LOS ANGELES (AP) — It looks like a freeway on-ramp as it hovers over Wilshire Boulevard, but people behind the new building anchoring the Los Angeles County Museum of Art define it with aquatic imagery.
The free-flowing sections of the David Geffen Galleries housing the museum’s permanent collection are named for the Pacific Ocean, the Atlantic Ocean, the Indian Ocean and the Mediterranean Sea, and they’re meant to run together physically and culturally in the way bodies of water do.
Technically, the Geffen Galleries represent the third phase of a two-decade series of renovations. But the opening of this space to the public on May 4 is the truly huge moment of reinvention for the institution known to locals and the broader art world by the acronym LACMA.
It’s a $724 million, 347,600 square-foot (32,293 square-meter) monument designed by Swiss architect Peter Zumthor that gives the museum an entirely new orientation, footprint, feeling and, ideally, an identity that it has largely lacked to the outside world.
The space — all on a single second-story floor — offers broad-windowed views of the surrounding city. There is no main entrance or central atrium. It’s made to wander into, and through, and to encourage accidental interactions with paintings, sculptures and the kinds of work, like ancient pottery or textiles, that visitors often ignore.
LACMA’s CEO and director Michael Govan, who oversaw the project from its origins, calls it “a machine of discovery.”
“I am a student for decades of museumgoer psychology,” Govan told The Associated Press in an interview inside the new building. “And one of the things you know in these museums is if you don’t like something or know something, you’re not going up an elevator and across to go see it. But a lot of times, that thing is what you will love if you see it.”
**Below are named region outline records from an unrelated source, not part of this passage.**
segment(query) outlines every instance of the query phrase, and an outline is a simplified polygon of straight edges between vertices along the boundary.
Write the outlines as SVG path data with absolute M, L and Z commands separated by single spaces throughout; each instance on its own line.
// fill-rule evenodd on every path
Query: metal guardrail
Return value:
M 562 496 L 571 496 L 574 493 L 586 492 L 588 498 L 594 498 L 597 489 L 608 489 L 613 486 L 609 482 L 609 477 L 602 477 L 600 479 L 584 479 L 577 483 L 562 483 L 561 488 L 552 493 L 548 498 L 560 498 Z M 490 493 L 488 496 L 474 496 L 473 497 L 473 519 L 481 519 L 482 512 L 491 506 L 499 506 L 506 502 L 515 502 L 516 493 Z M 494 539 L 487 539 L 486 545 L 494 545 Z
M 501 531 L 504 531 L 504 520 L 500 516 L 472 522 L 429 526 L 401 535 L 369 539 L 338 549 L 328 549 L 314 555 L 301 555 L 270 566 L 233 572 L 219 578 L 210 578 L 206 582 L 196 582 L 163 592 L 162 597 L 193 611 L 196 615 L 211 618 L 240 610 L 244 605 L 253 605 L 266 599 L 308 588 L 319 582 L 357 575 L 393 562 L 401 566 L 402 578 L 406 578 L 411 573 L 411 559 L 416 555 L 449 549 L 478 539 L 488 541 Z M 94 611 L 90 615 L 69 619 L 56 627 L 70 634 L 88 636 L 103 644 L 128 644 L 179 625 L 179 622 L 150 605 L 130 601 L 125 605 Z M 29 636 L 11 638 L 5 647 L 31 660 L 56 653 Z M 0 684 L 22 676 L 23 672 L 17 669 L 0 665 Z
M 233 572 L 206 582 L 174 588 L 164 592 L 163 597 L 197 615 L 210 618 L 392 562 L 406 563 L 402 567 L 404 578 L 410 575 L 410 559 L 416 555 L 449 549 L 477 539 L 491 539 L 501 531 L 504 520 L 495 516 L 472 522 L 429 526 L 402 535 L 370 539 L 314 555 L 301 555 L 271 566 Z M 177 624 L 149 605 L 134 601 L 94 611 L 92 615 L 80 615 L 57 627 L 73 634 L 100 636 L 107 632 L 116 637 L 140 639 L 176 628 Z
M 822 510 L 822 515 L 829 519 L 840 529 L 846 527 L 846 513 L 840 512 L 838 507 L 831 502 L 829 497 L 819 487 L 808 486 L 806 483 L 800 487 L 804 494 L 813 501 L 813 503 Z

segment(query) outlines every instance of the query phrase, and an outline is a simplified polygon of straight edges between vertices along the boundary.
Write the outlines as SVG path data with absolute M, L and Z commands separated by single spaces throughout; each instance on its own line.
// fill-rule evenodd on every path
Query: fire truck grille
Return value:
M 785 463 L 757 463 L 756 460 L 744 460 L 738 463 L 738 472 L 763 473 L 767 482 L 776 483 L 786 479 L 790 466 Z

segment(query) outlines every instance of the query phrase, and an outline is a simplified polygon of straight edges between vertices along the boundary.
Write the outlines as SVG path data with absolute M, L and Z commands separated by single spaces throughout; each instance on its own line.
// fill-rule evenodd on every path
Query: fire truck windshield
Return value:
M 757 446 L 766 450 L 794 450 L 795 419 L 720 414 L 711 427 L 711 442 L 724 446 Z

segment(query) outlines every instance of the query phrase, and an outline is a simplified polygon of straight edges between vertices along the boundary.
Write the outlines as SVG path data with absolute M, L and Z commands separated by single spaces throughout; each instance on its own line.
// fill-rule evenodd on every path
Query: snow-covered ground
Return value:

He added, “this chance of experiencing something accidentally and falling in love is part of the idea.”
The art is grouped as much for vibes as for any formal categories. Sculptures and photographs from modern artists are mixed in and matched with works that are centuries old.
The excess of natural light and views of the city that run throughout almost threaten to overshadow the art. But curtains — a staple of Zumthor’s architecture — are strategically used to alter light both for viewing and for preservation of work that can be drained by the sunlight.
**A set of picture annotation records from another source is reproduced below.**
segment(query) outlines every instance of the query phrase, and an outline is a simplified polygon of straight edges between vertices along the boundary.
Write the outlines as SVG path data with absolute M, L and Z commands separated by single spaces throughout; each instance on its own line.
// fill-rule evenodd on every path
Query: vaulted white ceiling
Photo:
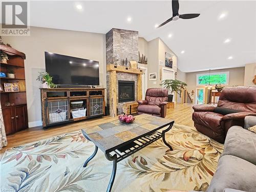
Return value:
M 32 1 L 30 6 L 32 26 L 100 33 L 116 28 L 138 31 L 148 41 L 159 37 L 178 56 L 184 72 L 256 62 L 255 1 L 180 1 L 180 14 L 201 15 L 159 29 L 156 24 L 172 16 L 170 1 Z M 231 40 L 224 44 L 227 38 Z

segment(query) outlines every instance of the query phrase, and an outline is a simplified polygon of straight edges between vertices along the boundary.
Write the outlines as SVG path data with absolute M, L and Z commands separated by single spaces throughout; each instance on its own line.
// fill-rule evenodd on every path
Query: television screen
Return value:
M 46 70 L 58 85 L 99 85 L 99 62 L 45 52 Z

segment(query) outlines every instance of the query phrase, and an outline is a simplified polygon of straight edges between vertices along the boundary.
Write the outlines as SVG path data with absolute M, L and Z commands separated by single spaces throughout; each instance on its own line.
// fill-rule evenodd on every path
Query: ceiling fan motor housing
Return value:
M 177 15 L 173 17 L 173 20 L 177 20 L 179 18 L 179 15 Z

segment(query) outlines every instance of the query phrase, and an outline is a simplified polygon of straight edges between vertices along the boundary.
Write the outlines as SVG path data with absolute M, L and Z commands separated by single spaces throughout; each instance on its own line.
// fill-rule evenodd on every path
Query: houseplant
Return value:
M 2 63 L 7 63 L 8 55 L 3 51 L 1 51 L 1 62 Z
M 42 84 L 42 88 L 54 88 L 56 86 L 52 82 L 52 77 L 47 72 L 38 72 L 36 80 Z
M 12 69 L 8 69 L 7 70 L 7 77 L 12 78 L 13 79 L 15 78 L 15 75 L 14 74 L 14 72 Z
M 168 101 L 173 101 L 174 95 L 173 93 L 176 92 L 179 94 L 179 91 L 184 89 L 187 84 L 178 80 L 165 79 L 162 81 L 161 86 L 163 86 L 164 88 L 168 89 L 169 95 L 168 95 Z

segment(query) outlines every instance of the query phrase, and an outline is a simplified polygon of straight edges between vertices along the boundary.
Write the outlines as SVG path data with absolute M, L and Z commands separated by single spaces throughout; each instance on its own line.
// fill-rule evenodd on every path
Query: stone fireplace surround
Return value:
M 129 62 L 138 62 L 138 31 L 124 29 L 113 28 L 106 34 L 107 105 L 112 117 L 122 113 L 123 104 L 131 102 L 118 103 L 118 80 L 134 81 L 135 101 L 142 99 L 143 72 L 132 69 Z M 114 58 L 118 59 L 115 63 Z

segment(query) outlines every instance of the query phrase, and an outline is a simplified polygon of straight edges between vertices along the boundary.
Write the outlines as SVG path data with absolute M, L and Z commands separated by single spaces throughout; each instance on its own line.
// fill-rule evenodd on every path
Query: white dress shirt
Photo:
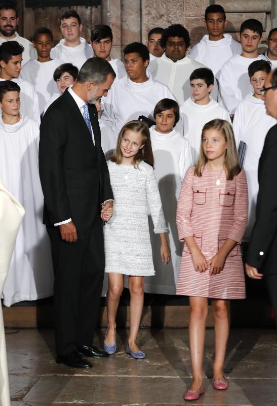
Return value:
M 80 111 L 82 113 L 82 115 L 84 117 L 84 106 L 86 104 L 86 101 L 84 101 L 84 100 L 80 97 L 76 93 L 72 90 L 72 86 L 73 85 L 68 87 L 68 93 L 69 94 L 72 96 L 73 98 L 74 99 L 74 101 L 76 103 L 76 104 L 80 109 Z M 92 127 L 91 126 L 91 132 L 92 134 L 92 141 L 93 141 L 93 144 L 95 145 L 95 142 L 94 141 L 94 136 L 93 135 L 93 131 L 92 130 Z M 57 225 L 61 225 L 62 224 L 66 224 L 67 223 L 69 223 L 70 221 L 72 221 L 71 219 L 68 219 L 67 220 L 64 220 L 63 221 L 60 221 L 59 223 L 55 223 L 54 224 L 54 226 L 56 227 Z

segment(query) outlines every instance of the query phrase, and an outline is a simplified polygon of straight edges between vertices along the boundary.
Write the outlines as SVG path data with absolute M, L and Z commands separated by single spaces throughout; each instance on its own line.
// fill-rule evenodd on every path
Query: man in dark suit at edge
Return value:
M 103 220 L 109 220 L 113 206 L 94 104 L 107 95 L 115 77 L 105 59 L 88 59 L 41 125 L 44 223 L 55 275 L 57 362 L 75 367 L 92 366 L 82 354 L 107 355 L 92 344 L 105 268 Z
M 277 70 L 267 77 L 263 89 L 266 113 L 277 119 Z M 256 219 L 246 270 L 253 279 L 264 278 L 277 327 L 277 124 L 269 129 L 259 162 Z

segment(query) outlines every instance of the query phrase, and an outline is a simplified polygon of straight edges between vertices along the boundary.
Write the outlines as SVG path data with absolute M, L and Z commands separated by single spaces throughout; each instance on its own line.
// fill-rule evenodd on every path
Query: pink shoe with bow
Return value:
M 225 379 L 225 378 L 224 378 Z M 217 381 L 214 381 L 213 378 L 213 386 L 215 389 L 226 389 L 228 388 L 228 383 L 227 381 L 224 382 L 221 378 L 218 379 Z
M 198 399 L 200 395 L 203 395 L 205 391 L 204 384 L 202 384 L 202 386 L 199 390 L 192 390 L 189 389 L 184 394 L 184 399 L 185 400 L 195 400 Z

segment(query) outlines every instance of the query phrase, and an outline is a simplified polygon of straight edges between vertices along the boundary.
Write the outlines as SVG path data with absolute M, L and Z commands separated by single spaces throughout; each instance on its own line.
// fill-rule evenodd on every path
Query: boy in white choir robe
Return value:
M 12 81 L 0 82 L 0 173 L 25 211 L 3 290 L 7 306 L 51 296 L 53 289 L 50 241 L 42 222 L 39 129 L 37 122 L 20 114 L 20 91 Z
M 38 96 L 39 112 L 42 114 L 46 103 L 58 88 L 53 73 L 63 62 L 52 59 L 50 51 L 53 46 L 53 35 L 49 28 L 41 27 L 33 35 L 33 45 L 37 53 L 37 59 L 30 59 L 22 67 L 20 76 L 34 86 Z
M 16 8 L 11 3 L 2 2 L 0 6 L 0 45 L 6 41 L 16 41 L 24 48 L 22 65 L 31 58 L 36 58 L 36 52 L 32 43 L 20 37 L 16 32 L 19 19 Z
M 154 118 L 156 124 L 150 128 L 155 162 L 154 171 L 169 228 L 171 261 L 166 269 L 161 259 L 156 239 L 151 232 L 155 275 L 145 278 L 144 291 L 174 295 L 182 251 L 176 224 L 177 202 L 183 179 L 187 169 L 192 165 L 192 158 L 187 140 L 175 129 L 179 118 L 178 103 L 169 98 L 161 100 L 155 107 Z M 150 229 L 152 228 L 150 227 Z
M 148 33 L 147 47 L 150 56 L 149 61 L 161 58 L 165 53 L 165 50 L 161 43 L 164 30 L 165 28 L 155 27 L 150 29 Z
M 231 122 L 228 112 L 210 94 L 213 90 L 214 77 L 207 67 L 195 69 L 189 77 L 191 96 L 181 107 L 183 136 L 188 140 L 195 163 L 201 144 L 202 129 L 206 123 L 220 118 Z
M 213 4 L 207 8 L 205 23 L 208 34 L 192 47 L 189 54 L 192 59 L 211 69 L 218 80 L 222 65 L 233 55 L 240 55 L 243 50 L 231 35 L 224 33 L 227 21 L 222 6 Z
M 78 68 L 73 66 L 72 63 L 62 63 L 61 65 L 56 68 L 54 72 L 53 78 L 54 82 L 56 82 L 59 92 L 55 92 L 53 93 L 46 103 L 44 114 L 48 107 L 60 96 L 63 94 L 66 89 L 75 83 L 77 80 L 78 73 Z
M 100 122 L 104 154 L 115 148 L 117 136 L 125 124 L 141 115 L 153 120 L 158 101 L 165 98 L 175 99 L 166 86 L 146 72 L 149 56 L 145 45 L 133 43 L 125 47 L 124 54 L 127 75 L 115 81 L 107 96 L 102 98 L 103 110 Z
M 93 55 L 93 51 L 86 40 L 80 37 L 83 24 L 78 13 L 73 10 L 65 11 L 60 18 L 60 28 L 64 38 L 52 49 L 51 58 L 72 63 L 80 70 Z
M 240 101 L 252 87 L 248 80 L 248 66 L 252 62 L 265 59 L 259 55 L 258 47 L 262 41 L 263 26 L 254 18 L 246 20 L 241 25 L 240 38 L 243 47 L 241 55 L 234 55 L 225 62 L 219 76 L 220 96 L 223 106 L 233 115 Z
M 277 28 L 272 28 L 269 31 L 268 38 L 266 40 L 267 51 L 264 56 L 267 60 L 271 64 L 272 69 L 277 67 Z
M 112 31 L 108 25 L 96 25 L 91 31 L 91 45 L 95 56 L 104 58 L 111 65 L 115 72 L 115 80 L 120 79 L 126 75 L 124 64 L 119 58 L 113 58 L 110 56 L 112 47 Z
M 234 114 L 233 129 L 235 142 L 247 145 L 243 163 L 248 188 L 248 222 L 245 239 L 249 241 L 255 221 L 256 204 L 259 191 L 258 166 L 267 131 L 276 124 L 276 120 L 266 114 L 261 90 L 271 67 L 265 60 L 257 60 L 249 65 L 248 72 L 254 89 L 239 104 Z
M 0 46 L 0 82 L 12 80 L 21 89 L 21 112 L 24 116 L 41 122 L 38 97 L 33 86 L 19 78 L 23 47 L 16 41 L 8 41 Z
M 162 37 L 165 53 L 161 58 L 151 61 L 147 70 L 156 80 L 168 86 L 180 106 L 190 95 L 190 74 L 198 67 L 205 67 L 189 55 L 186 55 L 190 44 L 189 34 L 184 27 L 180 24 L 170 25 Z M 218 93 L 215 83 L 211 95 L 215 100 L 217 100 Z

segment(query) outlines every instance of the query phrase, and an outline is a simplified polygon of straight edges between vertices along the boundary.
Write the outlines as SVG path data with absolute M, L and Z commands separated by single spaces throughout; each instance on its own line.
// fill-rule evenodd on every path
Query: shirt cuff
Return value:
M 68 219 L 68 220 L 64 220 L 63 221 L 60 221 L 59 223 L 55 223 L 54 225 L 55 227 L 57 227 L 57 225 L 66 224 L 67 223 L 69 223 L 70 221 L 72 221 L 72 220 L 71 219 Z
M 106 201 L 114 201 L 113 199 L 108 199 L 108 200 L 105 200 L 105 201 L 103 201 L 102 204 L 103 205 L 103 203 L 105 203 Z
Zumthor relishes the way the time of day, the placement of the curtains and the arrangement of the artwork work together in the space.
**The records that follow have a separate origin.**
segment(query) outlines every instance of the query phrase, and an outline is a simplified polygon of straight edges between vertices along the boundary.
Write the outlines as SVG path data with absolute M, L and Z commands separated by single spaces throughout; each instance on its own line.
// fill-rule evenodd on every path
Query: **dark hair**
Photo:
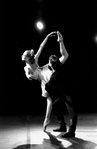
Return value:
M 35 62 L 34 55 L 33 56 L 31 56 L 31 55 L 28 56 L 28 62 L 31 63 L 31 64 L 33 64 Z
M 54 70 L 59 69 L 61 63 L 59 61 L 59 58 L 56 55 L 51 55 L 49 57 L 49 60 Z

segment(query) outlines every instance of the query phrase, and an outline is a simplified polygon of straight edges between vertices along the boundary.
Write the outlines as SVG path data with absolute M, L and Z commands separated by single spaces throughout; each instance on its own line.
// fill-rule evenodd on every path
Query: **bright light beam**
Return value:
M 41 21 L 38 21 L 38 22 L 36 23 L 36 26 L 37 26 L 37 28 L 38 28 L 39 30 L 43 30 L 43 28 L 44 28 L 44 25 L 43 25 L 43 23 L 42 23 Z

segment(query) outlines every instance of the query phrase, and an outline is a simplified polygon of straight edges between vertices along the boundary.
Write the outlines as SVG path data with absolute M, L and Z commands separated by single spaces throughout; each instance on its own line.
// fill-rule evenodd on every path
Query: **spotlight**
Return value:
M 38 21 L 38 22 L 36 23 L 36 27 L 37 27 L 37 29 L 39 29 L 39 30 L 43 30 L 44 24 L 43 24 L 41 21 Z

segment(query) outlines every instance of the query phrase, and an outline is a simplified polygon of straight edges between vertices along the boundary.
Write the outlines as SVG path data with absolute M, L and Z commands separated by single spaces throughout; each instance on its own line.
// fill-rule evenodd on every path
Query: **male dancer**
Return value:
M 34 55 L 34 50 L 25 51 L 22 55 L 22 60 L 26 62 L 26 66 L 24 67 L 26 77 L 30 80 L 35 79 L 35 80 L 41 81 L 42 96 L 47 98 L 46 116 L 43 124 L 44 130 L 47 124 L 49 123 L 51 109 L 52 109 L 52 99 L 50 94 L 48 94 L 48 92 L 45 90 L 45 84 L 50 80 L 50 77 L 54 72 L 54 70 L 53 68 L 50 69 L 51 57 L 49 58 L 48 64 L 44 65 L 43 67 L 39 67 L 38 59 L 48 38 L 54 34 L 56 34 L 56 32 L 51 32 L 46 36 L 46 38 L 40 45 L 38 52 L 35 55 Z M 57 35 L 58 35 L 58 41 L 60 41 L 60 36 L 59 34 Z M 60 53 L 61 53 L 60 62 L 64 63 L 64 61 L 68 57 L 68 53 L 65 49 L 64 44 L 60 44 Z
M 62 35 L 59 32 L 57 32 L 57 34 L 59 34 L 60 37 L 59 40 L 60 44 L 63 44 Z M 60 127 L 54 131 L 66 132 L 66 123 L 64 121 L 64 115 L 61 110 L 62 109 L 61 105 L 62 103 L 65 102 L 68 112 L 70 114 L 70 124 L 69 124 L 69 131 L 62 137 L 74 137 L 77 124 L 77 115 L 72 100 L 74 96 L 74 86 L 71 81 L 70 74 L 65 69 L 65 65 L 67 64 L 64 64 L 64 62 L 65 61 L 63 61 L 62 63 L 60 59 L 58 59 L 56 56 L 53 56 L 51 66 L 54 69 L 54 73 L 52 74 L 50 81 L 46 84 L 46 90 L 52 96 L 53 100 L 57 98 L 54 101 L 53 106 L 56 107 L 57 118 Z

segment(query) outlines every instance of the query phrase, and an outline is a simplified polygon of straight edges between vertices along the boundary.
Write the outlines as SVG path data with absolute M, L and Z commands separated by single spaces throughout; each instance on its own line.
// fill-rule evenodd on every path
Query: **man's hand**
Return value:
M 57 36 L 58 36 L 57 41 L 62 42 L 63 41 L 63 36 L 61 35 L 61 33 L 59 31 L 57 31 Z
M 56 36 L 56 34 L 57 34 L 57 32 L 54 31 L 54 32 L 49 33 L 47 36 L 48 36 L 48 37 L 50 37 L 50 36 Z

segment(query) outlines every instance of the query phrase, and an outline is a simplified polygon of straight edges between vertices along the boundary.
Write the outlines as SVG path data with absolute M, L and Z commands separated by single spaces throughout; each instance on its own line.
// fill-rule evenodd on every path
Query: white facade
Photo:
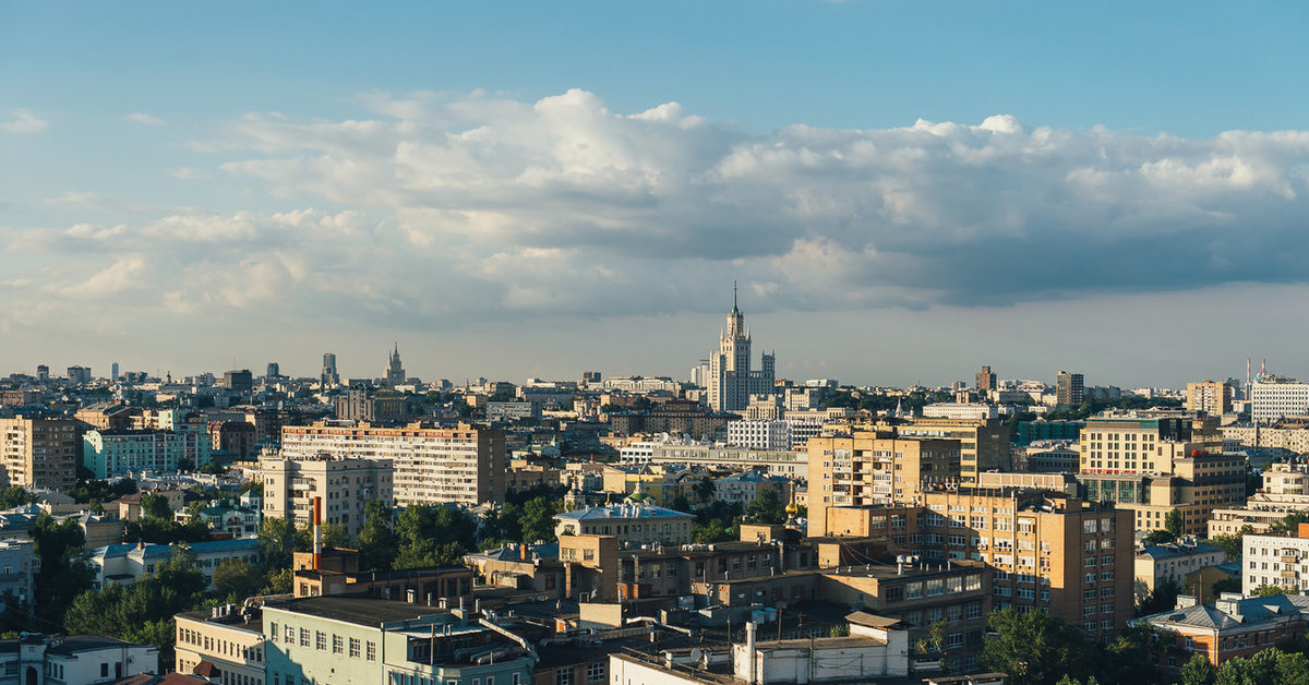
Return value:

“Nothing is more beautiful to me than this play of shadow,” he told the AP.
Zumthor’s previous work includes the Kolumba Museum in Cologne, Germany, run by the Roman Catholic Archdiocese of Cologne.
Since 1961, LACMA has sat on, and now across, Wilshire in the Miracle Mile section of Los Angeles, roughly halfway between downtown LA and the Pacific, next to the La Brea Tar Pits. (As with other projects on the site, the constant discovery of valuable fossils slowed work on the new building.)
For visitors who faithfully kept coming for its open-during-remodeling years, and for drivers navigating the construction, it felt like the opening would never come. Construction began in 2019, with the county footing $125 million of the bill. The rest was raised from private donors, including the 83-year-old entertainment mogul Geffen, who is one of LA’s biggest art benefactors.
Its 1988 Pavilion for Japanese Art is now LACMA’s oldest section. The Broad Contemporary Art Museum (not to be confused with the stand-alone Broad downtown) was added in 2008, and the Resnick Exhibition Pavilion joined LACMA in 2010.
Other relatively recent additions have helped with LACMA’s relevance. Two permanent sculpture-installations — Urban Light (artist Chris Burden’s forest of street lamps) and Levitated Mass (artist Michael Heizer’s giant suspended boulder) are among the city’s most Instagrammed images.
The Academy Museum of Motion Pictures next door is a separate entity but feels contiguous. Together, the two institutions represent the popular art that defines the region and its fine art that has often been ignored.